New credit cards with embedded RFID chips can pose a problem with security and identity theft
A team of cyber security researchers have revealed that hackers can mobile technology to use to steal credit and debit numbers from you while you’re in public. The cards at risk are enabled with radio technology that allows you to “wave and pay.”
Its as though while you are ‘waving and paying’ a hacker lurking in vicinity is secretly reading your payment card numbers and storing them. While you are unaware of such a risk, you may receive a 440 volts shock to see unknown payments at the end of the payment cycle in your billing statement.
Radio frequencies are all over the place but the frequency most smart cards (i.e. newer debit and credit cards) are in the range of 13.56 MHz (HF) the range can be detected between 10 centimeters – 1 meter (around 2 feet max).
If you have these newer cards, currently an attacker can only obtain the card number and the expiration date, not the three digit CVV security number which are required for some purchases. However it should be noted that a card number and expiration date could be put onto dummy cards and used at certain point of sale terminals that only require you to pass the card over the terminal for a payment (without the CVV requirement).
More and more of these RFID radio tags are placed into other documents including passports, employee badges which may hold more information and create potentially more problems when cloned especially in the case of employee badges which will allow access to secure buildings and the like.
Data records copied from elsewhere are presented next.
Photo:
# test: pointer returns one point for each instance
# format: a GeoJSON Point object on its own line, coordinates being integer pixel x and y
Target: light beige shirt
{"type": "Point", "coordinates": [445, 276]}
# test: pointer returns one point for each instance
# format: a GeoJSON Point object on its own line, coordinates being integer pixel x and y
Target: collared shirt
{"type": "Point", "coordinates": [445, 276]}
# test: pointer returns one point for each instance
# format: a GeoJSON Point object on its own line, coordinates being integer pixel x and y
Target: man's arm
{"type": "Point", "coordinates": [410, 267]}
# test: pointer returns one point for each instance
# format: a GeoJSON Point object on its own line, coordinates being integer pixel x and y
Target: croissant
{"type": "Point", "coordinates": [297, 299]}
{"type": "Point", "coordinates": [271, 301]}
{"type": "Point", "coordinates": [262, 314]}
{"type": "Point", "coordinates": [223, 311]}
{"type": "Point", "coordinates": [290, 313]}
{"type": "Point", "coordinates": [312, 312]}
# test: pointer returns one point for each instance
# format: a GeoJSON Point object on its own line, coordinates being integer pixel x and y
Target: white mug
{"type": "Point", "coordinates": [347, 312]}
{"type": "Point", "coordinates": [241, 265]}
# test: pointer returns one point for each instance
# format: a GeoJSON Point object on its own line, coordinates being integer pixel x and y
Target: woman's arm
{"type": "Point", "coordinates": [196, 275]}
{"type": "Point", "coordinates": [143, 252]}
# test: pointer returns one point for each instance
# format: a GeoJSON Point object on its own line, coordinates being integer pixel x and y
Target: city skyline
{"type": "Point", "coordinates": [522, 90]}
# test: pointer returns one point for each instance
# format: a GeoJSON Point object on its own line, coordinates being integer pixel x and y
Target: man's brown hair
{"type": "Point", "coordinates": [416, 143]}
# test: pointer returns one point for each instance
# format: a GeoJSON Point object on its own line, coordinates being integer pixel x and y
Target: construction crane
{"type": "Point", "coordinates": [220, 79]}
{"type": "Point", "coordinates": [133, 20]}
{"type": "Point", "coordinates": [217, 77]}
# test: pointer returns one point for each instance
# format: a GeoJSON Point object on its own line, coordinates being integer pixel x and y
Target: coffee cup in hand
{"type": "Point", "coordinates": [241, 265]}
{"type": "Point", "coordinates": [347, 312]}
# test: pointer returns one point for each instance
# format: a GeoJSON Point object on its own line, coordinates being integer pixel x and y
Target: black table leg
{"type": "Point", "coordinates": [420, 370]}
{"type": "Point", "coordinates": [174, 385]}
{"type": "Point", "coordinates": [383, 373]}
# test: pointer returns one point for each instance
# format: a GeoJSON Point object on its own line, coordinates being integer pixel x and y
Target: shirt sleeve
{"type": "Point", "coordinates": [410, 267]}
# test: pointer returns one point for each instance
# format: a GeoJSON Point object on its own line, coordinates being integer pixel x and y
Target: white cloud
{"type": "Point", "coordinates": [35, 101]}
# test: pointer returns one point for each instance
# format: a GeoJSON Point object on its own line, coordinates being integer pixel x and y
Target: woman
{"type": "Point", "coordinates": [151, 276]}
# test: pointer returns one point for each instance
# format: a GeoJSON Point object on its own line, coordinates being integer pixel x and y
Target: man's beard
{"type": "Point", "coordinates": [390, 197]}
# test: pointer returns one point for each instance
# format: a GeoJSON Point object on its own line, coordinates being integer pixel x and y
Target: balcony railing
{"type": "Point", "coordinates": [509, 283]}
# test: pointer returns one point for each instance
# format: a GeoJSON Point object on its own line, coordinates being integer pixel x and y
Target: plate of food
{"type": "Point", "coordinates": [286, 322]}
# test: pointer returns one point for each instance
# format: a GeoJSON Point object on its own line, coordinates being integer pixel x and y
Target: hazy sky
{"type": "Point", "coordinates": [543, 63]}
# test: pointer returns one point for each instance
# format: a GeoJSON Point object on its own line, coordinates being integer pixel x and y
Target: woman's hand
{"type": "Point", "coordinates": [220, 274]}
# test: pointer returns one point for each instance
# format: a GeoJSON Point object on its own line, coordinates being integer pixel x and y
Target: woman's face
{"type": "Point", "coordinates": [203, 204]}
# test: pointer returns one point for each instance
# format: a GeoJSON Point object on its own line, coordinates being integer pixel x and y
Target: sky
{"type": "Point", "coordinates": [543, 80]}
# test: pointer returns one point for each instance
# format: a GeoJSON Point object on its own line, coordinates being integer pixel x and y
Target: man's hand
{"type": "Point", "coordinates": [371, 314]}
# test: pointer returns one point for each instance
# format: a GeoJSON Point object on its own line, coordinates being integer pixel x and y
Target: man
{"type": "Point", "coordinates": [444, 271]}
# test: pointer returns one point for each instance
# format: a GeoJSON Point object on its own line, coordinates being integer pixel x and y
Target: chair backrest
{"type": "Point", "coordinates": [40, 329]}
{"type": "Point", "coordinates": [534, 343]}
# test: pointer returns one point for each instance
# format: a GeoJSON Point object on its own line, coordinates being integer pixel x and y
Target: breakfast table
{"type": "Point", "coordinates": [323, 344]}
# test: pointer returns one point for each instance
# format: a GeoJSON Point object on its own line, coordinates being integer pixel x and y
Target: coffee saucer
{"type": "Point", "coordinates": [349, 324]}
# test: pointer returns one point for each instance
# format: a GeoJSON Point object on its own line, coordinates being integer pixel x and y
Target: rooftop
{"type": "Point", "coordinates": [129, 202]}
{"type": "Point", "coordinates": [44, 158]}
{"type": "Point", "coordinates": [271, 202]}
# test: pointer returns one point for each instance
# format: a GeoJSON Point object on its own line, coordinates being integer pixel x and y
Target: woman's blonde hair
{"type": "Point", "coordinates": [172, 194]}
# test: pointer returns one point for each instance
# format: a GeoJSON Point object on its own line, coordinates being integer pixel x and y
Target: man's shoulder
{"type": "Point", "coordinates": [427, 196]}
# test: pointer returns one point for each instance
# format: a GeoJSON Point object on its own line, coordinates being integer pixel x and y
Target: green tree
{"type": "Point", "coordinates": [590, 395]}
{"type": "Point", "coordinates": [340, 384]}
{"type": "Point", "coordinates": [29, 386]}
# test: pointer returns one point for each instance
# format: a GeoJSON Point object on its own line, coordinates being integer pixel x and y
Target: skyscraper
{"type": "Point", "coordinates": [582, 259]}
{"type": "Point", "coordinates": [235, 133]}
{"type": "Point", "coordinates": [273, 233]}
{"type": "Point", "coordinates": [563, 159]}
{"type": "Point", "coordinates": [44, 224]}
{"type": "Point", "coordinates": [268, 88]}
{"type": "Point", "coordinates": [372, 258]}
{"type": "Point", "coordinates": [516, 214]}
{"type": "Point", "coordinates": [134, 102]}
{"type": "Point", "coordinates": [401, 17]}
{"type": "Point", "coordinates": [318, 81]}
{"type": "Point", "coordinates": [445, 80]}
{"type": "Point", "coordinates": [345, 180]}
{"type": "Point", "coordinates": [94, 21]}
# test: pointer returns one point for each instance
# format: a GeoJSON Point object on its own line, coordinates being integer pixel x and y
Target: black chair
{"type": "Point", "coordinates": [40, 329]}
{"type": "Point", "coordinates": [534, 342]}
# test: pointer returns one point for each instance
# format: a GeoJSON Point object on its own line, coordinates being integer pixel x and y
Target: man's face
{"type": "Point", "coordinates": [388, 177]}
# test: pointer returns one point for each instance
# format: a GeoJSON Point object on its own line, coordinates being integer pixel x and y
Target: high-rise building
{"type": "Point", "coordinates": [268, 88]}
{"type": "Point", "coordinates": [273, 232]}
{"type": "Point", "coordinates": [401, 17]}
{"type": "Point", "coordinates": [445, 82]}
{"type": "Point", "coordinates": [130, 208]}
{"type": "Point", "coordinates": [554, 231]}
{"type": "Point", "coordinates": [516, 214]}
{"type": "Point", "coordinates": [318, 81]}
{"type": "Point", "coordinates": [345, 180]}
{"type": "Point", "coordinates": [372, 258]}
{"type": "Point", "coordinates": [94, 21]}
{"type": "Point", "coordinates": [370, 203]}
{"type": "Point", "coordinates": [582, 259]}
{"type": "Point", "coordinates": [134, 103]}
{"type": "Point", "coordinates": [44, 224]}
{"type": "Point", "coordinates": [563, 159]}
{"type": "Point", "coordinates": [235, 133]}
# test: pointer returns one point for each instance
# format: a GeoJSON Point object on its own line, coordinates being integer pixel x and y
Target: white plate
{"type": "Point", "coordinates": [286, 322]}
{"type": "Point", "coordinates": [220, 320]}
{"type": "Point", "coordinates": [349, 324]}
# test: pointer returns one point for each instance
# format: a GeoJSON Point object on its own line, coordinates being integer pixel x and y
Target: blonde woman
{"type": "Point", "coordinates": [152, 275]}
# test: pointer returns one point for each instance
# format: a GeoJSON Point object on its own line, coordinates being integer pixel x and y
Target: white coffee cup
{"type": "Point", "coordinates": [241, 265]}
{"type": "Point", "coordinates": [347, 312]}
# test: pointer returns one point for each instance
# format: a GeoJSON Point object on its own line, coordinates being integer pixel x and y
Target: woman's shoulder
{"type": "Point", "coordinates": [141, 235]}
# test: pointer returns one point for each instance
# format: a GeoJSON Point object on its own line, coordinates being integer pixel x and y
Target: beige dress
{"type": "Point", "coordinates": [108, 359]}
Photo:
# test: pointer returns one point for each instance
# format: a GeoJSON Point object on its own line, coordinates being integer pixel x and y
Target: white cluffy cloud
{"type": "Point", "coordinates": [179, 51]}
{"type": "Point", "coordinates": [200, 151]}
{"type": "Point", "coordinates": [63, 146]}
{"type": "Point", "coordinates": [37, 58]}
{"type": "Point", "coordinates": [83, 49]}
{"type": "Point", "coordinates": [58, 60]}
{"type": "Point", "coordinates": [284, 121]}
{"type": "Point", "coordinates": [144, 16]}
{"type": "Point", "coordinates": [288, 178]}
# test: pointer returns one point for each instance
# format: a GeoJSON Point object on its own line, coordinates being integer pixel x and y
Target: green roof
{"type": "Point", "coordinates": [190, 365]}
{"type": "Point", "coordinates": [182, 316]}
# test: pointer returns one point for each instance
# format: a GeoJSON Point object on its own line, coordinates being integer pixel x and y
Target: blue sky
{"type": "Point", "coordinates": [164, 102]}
So far the only known defense against these types of attacks are to create a “Faraday Cage” around the card (usually in the form of aluminum foil, or lining your pocket or wallet with a similar substance).
If you are victimized most cards like MasterCard, Visa, and debit cards have policies that say you’re not liable for any fraudulent transactions and you can be made whole, however this can take several days or weeks sometimes to get money back which has been stolen from your checking or debit card.
If you like the idea of mobile payments for now Apple Pay or Paypal can be viable alternatives since your actual card numbers are not stored on your iPhone or smart device and do not have any RFID.